# Residual Networks !!!

> Why there is need of residual connection?

- As the depth of CNN model increases, the performance keeps getting better.(till the certain layers)

- Ex. VGG (18-layers) beats AlexNet (8-layers) performance.

- But after increasing more layers in VGG, it starts decreasing its performance.

- Residual connection helps in improving training for larger models.

- Without losing its performance even after increasing its depth.

- But using residual connection can cause an exponential increase in the magnitude of activation at initialization.

- To control and re-center the magnitude of activation, it uses batch-norm at each layer (residual block).

- **additional Note:** ResNets provide a direct path for the gradient, mitigating the problem of vanishing gradients, and allowing the network to train effectively even as it becomes deeper.

> Why model with more depth start decreasing its performance?

- So the model with no skip or residual connection is known as a sequential model.

- Ex. layer = l1, l2, l3, and l4 -> model_with_ln -> y =  (l4(l3(l2(l1(x))))) (forward pass in seq model looks like this, right?)

- suppose we started with the input data x and as data passes through the deep layers at the last layer it become the random noise.(as we are multi-applying the random weights to it)

- then we do backpass in order to get low loss by updating parameter.

- two problem rises :
  
  - one at the time of forward the input become random noise at last layer.
  - during the backprop the update doesn't make any sense cause it connected to the last layer.

- In a deep neural network, even a small change in input can cause a lot of change in its gradient. This is known as the shattered gradient phenomenon.

- The shattered gradient phenomenon causes the gradient to become increasingly complex and less smooth as it propagates through many layers.

- Due to this, the gradient descent algorithm (GDA) doesn't perform well because GDA needs a smooth gradient curve to perform well.

- Because the performance of GDA depends on before and after gradient (due to the chain rule).

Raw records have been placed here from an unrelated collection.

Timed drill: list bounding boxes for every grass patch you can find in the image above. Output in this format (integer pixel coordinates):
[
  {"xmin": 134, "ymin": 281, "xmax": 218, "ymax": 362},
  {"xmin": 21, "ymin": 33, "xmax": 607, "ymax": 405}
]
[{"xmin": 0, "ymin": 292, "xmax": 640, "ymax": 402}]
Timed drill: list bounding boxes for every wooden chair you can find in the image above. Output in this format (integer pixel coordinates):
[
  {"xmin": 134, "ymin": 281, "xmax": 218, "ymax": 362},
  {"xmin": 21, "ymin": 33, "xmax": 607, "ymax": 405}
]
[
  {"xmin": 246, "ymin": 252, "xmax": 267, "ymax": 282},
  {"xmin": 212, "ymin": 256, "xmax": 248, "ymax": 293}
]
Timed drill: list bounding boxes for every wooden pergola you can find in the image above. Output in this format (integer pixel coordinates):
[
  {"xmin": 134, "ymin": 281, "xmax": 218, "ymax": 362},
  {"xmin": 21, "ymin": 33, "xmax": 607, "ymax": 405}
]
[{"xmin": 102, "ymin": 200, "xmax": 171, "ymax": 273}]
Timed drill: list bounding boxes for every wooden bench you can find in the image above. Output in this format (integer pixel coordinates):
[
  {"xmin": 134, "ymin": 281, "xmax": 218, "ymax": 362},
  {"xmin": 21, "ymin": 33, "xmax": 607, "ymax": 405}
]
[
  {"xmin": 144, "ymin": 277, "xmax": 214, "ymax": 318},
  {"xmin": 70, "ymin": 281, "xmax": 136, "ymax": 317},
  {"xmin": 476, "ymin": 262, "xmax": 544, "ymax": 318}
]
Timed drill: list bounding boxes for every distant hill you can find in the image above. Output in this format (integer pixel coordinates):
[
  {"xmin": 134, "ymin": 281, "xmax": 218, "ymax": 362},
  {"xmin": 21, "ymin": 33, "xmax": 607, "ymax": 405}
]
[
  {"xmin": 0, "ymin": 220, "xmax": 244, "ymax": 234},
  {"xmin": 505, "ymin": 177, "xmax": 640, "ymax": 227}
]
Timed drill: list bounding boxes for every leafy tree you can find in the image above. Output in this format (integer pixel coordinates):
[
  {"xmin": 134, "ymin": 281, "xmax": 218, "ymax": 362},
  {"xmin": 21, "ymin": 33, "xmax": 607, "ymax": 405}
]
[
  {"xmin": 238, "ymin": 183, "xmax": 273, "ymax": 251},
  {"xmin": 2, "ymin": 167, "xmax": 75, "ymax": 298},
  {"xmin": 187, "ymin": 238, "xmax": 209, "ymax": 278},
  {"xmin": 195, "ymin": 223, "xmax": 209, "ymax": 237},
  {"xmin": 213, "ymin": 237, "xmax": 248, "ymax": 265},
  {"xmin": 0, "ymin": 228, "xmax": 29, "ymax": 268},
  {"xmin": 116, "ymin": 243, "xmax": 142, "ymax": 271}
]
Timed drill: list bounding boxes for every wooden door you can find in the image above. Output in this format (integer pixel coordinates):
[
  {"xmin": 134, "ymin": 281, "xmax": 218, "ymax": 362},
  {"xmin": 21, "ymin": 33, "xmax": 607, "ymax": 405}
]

- Check out the backprop file to understand this more.

> how to solve the above problem ?

- what we need to solve 
  
  - data that is passing through the layers should not pass random noise(should we have some meaning to it)
  - as we solve above problem the backpass will do the meaning update in same way above.

- can be solved using resnet.

![resnet.jpg](attachment:resnet.jpg)

- We can add residuals followed by the linear transformation layer and activation function.

- In practice, we generally add it after several layers of the network.

- If we start res-block with ReLU, they will do nothing if input is zero (ReLU -> 0, neg).

- Hence, we add the res-block after the linear transformation to avoid being lazy for negative values.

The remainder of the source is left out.